Now these wouldn't be official borders, maybe make the borders for territories longer dashes or something to set it apart from your regular boundaries.

Now 2 civs could stake out near the same place, this would create 'disputed territory'. You could battle the civ for rights to that territory, you could diplomatically agree to split it up, or you could be a wuss and give in.

Claiming land would be useful if your far away from somewhere you want to claim. Other civs would be..say..75% less likely to settle there (unless they are agressive then it may be 50% or less) so you might have more of a chance to get it.

You WOULD have to keep units there to watch your stake or it wouldn't be taken seriously...

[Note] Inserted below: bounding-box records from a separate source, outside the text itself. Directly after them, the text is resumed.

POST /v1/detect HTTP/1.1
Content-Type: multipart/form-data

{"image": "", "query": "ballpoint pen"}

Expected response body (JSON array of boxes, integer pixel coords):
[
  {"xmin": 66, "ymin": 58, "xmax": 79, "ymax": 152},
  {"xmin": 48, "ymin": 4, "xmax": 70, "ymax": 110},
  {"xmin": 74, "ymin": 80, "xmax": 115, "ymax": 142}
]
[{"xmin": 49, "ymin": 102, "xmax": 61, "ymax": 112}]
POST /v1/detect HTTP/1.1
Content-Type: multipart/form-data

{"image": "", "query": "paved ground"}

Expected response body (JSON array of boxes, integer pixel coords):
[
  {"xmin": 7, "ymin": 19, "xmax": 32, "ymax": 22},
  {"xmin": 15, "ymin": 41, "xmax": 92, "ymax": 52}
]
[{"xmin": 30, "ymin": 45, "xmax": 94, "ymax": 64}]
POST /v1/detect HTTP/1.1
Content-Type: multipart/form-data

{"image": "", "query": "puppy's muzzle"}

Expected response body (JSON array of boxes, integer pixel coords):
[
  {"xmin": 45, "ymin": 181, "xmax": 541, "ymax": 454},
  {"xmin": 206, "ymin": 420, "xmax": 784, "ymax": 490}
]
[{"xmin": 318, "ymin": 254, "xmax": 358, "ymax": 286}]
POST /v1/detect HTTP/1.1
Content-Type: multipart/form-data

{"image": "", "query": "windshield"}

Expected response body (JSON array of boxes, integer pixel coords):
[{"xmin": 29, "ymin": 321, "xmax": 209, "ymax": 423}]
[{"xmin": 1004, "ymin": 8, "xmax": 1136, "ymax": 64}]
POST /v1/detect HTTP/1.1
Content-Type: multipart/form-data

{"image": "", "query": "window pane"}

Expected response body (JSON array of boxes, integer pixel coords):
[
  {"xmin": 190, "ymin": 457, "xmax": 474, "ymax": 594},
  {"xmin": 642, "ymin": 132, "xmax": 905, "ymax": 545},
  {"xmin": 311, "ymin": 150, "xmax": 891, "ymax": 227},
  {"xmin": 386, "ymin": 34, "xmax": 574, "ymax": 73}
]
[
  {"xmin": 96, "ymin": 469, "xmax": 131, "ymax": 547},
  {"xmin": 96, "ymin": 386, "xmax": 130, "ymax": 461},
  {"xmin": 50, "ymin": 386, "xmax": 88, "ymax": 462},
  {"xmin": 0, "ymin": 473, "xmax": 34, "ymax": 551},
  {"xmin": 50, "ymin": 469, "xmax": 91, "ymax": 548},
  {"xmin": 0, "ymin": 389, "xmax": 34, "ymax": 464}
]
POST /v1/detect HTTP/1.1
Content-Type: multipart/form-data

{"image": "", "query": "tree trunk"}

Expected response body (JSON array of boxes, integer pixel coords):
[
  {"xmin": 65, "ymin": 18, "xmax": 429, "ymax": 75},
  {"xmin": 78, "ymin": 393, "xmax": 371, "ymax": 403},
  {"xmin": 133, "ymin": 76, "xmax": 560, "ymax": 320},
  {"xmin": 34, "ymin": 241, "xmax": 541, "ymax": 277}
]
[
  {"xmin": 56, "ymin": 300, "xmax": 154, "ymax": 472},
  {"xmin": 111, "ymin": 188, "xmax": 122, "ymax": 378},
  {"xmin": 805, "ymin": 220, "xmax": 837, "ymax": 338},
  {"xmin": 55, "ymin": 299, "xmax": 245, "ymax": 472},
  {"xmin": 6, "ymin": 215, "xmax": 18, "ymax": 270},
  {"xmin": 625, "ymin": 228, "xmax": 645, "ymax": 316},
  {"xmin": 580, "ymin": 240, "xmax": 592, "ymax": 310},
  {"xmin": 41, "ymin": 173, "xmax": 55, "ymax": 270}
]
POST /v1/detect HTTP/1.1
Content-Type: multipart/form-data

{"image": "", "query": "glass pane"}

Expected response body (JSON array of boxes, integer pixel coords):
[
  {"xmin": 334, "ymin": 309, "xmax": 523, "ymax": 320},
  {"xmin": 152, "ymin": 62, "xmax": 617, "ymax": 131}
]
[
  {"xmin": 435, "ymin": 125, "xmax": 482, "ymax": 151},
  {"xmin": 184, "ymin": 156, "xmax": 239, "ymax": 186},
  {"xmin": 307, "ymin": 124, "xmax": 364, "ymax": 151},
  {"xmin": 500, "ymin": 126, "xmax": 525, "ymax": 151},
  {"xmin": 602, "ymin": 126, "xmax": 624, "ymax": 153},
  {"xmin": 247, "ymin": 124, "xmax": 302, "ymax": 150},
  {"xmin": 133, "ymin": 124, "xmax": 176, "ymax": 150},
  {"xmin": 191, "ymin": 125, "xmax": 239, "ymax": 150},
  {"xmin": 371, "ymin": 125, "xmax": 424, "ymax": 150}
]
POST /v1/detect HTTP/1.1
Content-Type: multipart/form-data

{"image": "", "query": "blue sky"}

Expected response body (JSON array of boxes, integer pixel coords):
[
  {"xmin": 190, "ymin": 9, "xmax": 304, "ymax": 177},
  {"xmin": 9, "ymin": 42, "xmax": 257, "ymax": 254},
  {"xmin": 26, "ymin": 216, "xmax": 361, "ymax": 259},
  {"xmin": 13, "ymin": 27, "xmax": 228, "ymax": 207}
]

feel free to elaborate on this idea (or if you originally came up with the idea, then feel free to butt in and tell me to stfu)



Ok thats enough space-wasting for me
 
Bonus:
Fruits such as strawberries and bananas that can make extra food..you could even put the bananas on Jungle squares so that they are WORTH something

You don't need to wait for the expansion pack to enjoy bananas, I have included them in my Three New Governments mod as a luxury resource. There also a new strategic resource of cobalt.